Adapun bagi seorang anak yang masih dibawah umur 12 tahun (belum tamyiz), hak asuhnya diberikan kepada seorang ibu, sebagaimana dijelskan dalam KHI, namun hak tersebut bisa diminta (dialihkan) kepada seorang ayah (mantan suami) melalui mediasi oleh seorang hakim maupun oleh seorang mediator non-hakim di luar pengadilan. Hal itu dilakukan dalam rangka penyelesaian suatu perkara (hak) yang disengketakan oleh pihak yang bersangkutan.
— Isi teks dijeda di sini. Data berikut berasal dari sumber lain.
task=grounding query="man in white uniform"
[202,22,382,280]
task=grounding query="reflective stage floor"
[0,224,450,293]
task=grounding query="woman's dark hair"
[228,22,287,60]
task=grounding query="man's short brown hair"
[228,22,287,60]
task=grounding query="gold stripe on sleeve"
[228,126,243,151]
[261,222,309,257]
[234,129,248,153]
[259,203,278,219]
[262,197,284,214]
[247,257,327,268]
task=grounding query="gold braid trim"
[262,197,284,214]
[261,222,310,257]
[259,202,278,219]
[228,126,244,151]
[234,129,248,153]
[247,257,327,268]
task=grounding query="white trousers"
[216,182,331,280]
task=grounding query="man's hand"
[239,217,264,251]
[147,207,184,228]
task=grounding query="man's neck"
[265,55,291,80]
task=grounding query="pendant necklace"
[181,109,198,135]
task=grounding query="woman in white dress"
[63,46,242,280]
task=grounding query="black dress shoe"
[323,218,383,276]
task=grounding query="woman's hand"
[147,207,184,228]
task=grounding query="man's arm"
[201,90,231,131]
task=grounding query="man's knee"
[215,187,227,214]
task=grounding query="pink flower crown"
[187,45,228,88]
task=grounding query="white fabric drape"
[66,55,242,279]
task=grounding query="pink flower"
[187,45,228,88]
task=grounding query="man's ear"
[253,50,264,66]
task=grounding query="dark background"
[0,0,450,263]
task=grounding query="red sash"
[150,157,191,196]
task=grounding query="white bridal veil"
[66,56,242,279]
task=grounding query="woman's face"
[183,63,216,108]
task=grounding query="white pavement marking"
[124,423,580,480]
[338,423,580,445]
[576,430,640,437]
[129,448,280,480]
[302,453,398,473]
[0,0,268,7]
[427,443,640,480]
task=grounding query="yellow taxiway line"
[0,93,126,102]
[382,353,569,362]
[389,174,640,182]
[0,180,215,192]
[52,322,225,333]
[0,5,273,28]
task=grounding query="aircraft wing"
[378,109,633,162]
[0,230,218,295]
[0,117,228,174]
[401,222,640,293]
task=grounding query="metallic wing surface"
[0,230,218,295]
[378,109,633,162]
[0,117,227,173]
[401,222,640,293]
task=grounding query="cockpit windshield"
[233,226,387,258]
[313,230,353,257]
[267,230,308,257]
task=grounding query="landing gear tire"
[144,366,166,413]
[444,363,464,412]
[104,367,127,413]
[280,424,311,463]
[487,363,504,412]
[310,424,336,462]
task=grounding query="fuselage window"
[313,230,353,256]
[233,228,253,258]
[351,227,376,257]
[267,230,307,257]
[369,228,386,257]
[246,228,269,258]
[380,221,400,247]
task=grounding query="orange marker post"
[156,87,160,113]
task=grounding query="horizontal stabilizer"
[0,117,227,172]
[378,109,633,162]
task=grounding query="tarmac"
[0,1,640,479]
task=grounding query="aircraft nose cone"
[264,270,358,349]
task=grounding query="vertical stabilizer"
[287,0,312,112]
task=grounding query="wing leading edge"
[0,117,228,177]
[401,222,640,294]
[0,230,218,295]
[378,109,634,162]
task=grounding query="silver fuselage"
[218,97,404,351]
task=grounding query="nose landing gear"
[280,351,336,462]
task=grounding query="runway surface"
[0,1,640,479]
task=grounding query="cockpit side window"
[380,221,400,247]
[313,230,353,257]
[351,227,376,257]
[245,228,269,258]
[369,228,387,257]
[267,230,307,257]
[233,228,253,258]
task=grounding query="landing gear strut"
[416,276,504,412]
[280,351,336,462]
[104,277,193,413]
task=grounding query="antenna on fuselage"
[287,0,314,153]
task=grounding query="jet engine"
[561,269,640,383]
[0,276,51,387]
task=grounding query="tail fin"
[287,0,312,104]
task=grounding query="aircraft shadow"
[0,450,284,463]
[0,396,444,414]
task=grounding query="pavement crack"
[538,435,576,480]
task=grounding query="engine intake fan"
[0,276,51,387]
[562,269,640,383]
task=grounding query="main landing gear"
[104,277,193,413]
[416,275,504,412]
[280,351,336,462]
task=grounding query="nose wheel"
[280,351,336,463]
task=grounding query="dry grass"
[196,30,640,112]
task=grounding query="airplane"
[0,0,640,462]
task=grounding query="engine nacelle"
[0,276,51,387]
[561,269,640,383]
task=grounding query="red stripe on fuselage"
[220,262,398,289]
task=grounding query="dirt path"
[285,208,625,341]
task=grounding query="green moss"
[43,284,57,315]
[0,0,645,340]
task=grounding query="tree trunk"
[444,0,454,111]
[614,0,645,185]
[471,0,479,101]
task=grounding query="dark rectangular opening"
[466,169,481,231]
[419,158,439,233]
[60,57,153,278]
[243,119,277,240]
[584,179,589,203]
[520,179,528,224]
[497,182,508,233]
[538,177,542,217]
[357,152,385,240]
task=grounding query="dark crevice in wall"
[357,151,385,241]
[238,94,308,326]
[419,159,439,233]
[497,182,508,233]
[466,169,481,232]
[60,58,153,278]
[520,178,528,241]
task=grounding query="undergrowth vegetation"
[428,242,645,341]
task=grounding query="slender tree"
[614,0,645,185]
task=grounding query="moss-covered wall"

Dalam implimentasinya, pihak yang bersengketa diberi keleluasaan untuk menentukan seorang mediator yang menengahi persengketaan tersebut.

Peraturan Mahkamah Agung No. 16 Tahun 2016 adalah peraturan internal yang dibuat dan diberlakukan untuk secara intern di setiap Badan Peradilan di bawah naungan Mahkamah Agung, baik Peradilan Umum maupun Peradilan Agama yang berkaitan dengan proses mediasi terhadap perkara yang disengketakan oleh para pihak.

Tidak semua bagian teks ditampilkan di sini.